Les termes « hypnologie » et « hypnotique » apparaissent dans le Dictionnaire de l’Académie Française en 1814 et les termes « hypnotisme » et « hypnose » sont proposés par Étienne Félix d’Henin de Cuvillers dès 1820. On attribue souvent l’invention du terme hypnose au médecin écossais James Braid en 1843. En référence au médecin allemand Mesmer, on utilise parfois le terme mesmériser pour signifier hypnotiser.

L’HISTOIRE

L’histoire de l’hypnose dépasse de beaucoup celle de la psychothérapie. Cette vieille pratique a toujours négocié avec les frontières : sciences, occultisme, spectacle, thérapie, etc. si bien que son utilisation dans un cadre thérapeutique a toujours été source de controverses, sans doute parce que la thérapeutique elle-même est prise dans ce même jeu des frontières : entre thérapeutiques officielles “scientifiques”, thérapeutiques traditionnelles, thérapeutiques spirituelles, etc. Une des controverses passionnantes qui ont traversé les pratiques hypnotiques est rapportée par Bertrand Méheust dans son travail sur le courant du magnétisme animal (Mesmer, Puységur, …). Pour résumer, ont émergé deux grands courants de pensée chez les praticiens de la transe : les partisans du magnétisme animal, pour qui la transe est une amplification du champ de conscience du Moi ; les partisans du courant hypnotique pour qui l’hypnose est une restriction du champ de conscience et l’accès aux automatismes inconscients. Il semble en tous cas que les sujets en transe ont su répondre avec habileté aux expériences des uns et des autres en donnant raison… aux deux !

AUJOURD’HUI

L’hypnose est aujourd’hui un des outils du psychothérapeute. Les indications sont très larges et concernent en fait une très large gamme des problématiques humaines, psychologiqueset somatiques : angoisses, troubles névrotiques, arrêt du tabac, amincissement, stress, énurésie, insomnie, phobies, allergies, traumatismes, deuils, tocs (troubles obsessionnels compulsifs), timidité etc. mais aussi, anesthésie hypnotique, préparation mentale (chirurgie, sport, examen), résolution de conflit, apprentissages, développement personnel…

HYPNOSE ET DOULEUR

La douleur est définie par l’Association Internationale pour l’Etude de la Douleur (IASP) comme «une expérience sensorielle et émotionnelle désagréable, associée à un dommage tissulaire présent ou potentiel, ou décrite en termes d’un tel dommage ».

Il faut distinguer la douleur aiguë, symptôme d’une lésion, de la douleur chronique, qui est une maladie à part entière.

On parle de douleur chronique après un délai d’évolution de 3 à 6 mois.

A partir du site d’une lésion, naît un message nerveux (dit nociceptif, du latin « nocere : nuire ») qui est véhiculé le long des nerfs périphériques jusqu’au cerveau où il devient réellement douleur.
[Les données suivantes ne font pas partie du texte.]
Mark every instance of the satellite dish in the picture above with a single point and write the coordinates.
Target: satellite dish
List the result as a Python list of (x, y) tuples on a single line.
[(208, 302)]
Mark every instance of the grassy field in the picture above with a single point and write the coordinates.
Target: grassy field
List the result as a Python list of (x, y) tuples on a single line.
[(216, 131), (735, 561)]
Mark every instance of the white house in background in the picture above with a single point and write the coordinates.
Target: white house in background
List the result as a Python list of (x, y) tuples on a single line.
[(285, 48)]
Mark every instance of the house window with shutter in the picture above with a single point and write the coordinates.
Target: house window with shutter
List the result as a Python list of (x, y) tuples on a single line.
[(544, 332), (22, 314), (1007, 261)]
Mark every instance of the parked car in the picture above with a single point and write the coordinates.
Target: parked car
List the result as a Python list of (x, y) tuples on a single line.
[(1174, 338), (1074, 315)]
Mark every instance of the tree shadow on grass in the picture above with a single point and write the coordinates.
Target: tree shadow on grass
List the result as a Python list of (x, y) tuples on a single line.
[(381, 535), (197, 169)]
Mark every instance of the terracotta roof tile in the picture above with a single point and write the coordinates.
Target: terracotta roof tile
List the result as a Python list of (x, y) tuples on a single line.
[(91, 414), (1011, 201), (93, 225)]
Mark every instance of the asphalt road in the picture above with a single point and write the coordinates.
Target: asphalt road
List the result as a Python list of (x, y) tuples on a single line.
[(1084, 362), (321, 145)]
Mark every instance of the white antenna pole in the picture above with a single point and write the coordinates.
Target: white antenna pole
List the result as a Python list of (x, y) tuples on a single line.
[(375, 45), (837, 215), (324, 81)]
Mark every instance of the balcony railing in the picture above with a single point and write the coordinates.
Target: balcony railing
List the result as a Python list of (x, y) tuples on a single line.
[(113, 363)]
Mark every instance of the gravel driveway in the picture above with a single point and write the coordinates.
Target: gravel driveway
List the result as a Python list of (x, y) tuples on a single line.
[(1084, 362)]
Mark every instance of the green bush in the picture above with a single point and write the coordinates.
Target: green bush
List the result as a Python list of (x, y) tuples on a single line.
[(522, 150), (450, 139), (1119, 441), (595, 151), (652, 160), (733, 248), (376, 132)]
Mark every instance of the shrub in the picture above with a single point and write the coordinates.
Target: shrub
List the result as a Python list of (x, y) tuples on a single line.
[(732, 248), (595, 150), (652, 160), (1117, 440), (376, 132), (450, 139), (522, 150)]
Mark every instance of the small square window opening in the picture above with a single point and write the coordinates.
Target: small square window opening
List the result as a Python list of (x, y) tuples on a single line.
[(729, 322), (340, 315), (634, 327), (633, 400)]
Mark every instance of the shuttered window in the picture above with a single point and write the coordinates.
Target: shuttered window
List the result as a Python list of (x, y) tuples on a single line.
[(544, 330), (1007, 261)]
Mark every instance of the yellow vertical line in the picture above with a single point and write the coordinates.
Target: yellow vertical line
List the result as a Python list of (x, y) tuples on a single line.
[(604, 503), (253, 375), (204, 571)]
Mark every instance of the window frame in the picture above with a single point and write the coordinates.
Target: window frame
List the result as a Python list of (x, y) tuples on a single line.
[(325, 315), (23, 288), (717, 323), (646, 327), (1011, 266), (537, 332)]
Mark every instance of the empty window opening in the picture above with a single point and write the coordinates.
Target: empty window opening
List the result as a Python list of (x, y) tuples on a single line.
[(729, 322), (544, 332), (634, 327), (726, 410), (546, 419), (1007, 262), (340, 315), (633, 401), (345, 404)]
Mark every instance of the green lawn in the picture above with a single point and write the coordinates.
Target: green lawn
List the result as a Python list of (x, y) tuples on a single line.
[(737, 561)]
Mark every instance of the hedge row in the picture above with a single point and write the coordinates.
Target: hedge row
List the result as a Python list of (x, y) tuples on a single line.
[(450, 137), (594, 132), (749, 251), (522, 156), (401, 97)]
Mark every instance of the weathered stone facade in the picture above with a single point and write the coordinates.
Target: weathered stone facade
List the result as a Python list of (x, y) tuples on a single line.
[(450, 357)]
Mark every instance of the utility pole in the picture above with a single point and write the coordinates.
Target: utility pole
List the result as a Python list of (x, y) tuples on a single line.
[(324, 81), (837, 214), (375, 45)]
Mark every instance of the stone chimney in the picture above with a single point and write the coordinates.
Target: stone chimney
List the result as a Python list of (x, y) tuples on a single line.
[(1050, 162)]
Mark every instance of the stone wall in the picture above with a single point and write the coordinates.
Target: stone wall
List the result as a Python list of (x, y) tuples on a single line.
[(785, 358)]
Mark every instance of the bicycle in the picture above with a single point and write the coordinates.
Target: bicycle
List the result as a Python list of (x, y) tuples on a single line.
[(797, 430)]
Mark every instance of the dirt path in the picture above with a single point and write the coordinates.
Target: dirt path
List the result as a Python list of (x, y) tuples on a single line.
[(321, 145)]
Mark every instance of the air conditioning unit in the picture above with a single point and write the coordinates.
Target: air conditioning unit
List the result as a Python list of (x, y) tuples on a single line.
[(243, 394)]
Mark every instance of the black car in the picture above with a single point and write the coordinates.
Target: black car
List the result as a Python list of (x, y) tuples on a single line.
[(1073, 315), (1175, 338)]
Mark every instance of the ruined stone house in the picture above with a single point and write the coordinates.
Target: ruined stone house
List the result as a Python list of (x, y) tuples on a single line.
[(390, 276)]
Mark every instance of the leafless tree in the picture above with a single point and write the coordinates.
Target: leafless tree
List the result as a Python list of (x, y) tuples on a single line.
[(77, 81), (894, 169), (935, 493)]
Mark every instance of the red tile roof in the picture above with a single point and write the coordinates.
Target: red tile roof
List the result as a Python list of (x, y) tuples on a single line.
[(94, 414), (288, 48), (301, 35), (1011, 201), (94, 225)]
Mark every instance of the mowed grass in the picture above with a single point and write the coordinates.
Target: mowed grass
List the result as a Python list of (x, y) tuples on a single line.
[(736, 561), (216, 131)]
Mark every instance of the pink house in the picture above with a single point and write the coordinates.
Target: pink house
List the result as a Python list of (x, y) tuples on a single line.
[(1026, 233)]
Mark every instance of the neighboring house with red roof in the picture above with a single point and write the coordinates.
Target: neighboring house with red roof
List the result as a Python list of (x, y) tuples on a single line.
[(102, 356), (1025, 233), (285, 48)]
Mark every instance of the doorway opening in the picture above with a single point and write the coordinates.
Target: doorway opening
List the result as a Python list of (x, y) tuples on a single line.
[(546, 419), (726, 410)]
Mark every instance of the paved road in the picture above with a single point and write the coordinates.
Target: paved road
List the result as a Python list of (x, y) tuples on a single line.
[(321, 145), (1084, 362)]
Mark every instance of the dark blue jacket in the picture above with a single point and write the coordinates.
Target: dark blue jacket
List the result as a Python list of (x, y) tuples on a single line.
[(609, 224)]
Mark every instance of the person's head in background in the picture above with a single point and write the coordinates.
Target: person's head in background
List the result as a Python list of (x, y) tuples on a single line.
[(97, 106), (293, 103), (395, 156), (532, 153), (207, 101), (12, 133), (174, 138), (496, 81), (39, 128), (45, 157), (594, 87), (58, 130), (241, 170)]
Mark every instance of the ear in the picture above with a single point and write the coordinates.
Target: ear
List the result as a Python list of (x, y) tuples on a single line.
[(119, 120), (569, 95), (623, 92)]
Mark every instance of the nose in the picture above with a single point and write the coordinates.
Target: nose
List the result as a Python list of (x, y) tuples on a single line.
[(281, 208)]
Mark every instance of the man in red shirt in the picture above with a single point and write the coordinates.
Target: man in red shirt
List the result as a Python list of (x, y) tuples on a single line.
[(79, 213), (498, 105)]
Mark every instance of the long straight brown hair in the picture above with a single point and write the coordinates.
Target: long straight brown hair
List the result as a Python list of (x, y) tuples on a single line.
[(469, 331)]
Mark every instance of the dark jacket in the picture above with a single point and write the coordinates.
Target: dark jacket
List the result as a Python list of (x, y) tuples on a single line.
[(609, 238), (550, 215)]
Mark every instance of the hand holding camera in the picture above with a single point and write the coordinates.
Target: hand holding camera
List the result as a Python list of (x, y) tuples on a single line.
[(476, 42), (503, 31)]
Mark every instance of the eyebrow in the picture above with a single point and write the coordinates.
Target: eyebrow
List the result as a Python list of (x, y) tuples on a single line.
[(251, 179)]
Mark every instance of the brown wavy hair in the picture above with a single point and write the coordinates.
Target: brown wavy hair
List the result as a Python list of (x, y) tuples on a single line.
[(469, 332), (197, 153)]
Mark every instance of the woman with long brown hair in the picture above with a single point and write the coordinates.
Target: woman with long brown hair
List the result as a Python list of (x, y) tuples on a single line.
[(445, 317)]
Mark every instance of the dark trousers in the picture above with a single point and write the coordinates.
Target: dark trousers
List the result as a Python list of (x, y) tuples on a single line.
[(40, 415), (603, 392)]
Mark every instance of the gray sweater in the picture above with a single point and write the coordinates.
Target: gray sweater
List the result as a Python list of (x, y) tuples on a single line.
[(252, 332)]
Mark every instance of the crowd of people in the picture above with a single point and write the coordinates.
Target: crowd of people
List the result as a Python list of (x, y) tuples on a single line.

Il est modulé tout au long de son cheminement par différents systèmes qui peuvent en augmenter ou en diminuer l’intensité.

Voyons plus en détail ce qui se passe.
Un traumatisme localisé, comme par exemple une brûlure à la main, provoque l’excitation de récepteurs particuliers. Ces terminaisons nerveuses susceptibles de signaler la douleur se trouvent dans tous les tissus : la peau, mais aussi les viscères et les muscles.

Le message est alors transmis par des fibres nerveuses jusqu’à la moelle épinière. Il existe plusieurs systèmes de transmission périphérique. Des fibres de différents diamètres sont capables de transmettre plusieurs types de messages à des vitesses différentes

De la moelle épinière, le message arrive ensuite au cerveau où il devient réellement douleur, c’est-à-dire une sensation localisée dans le corps et désagréable.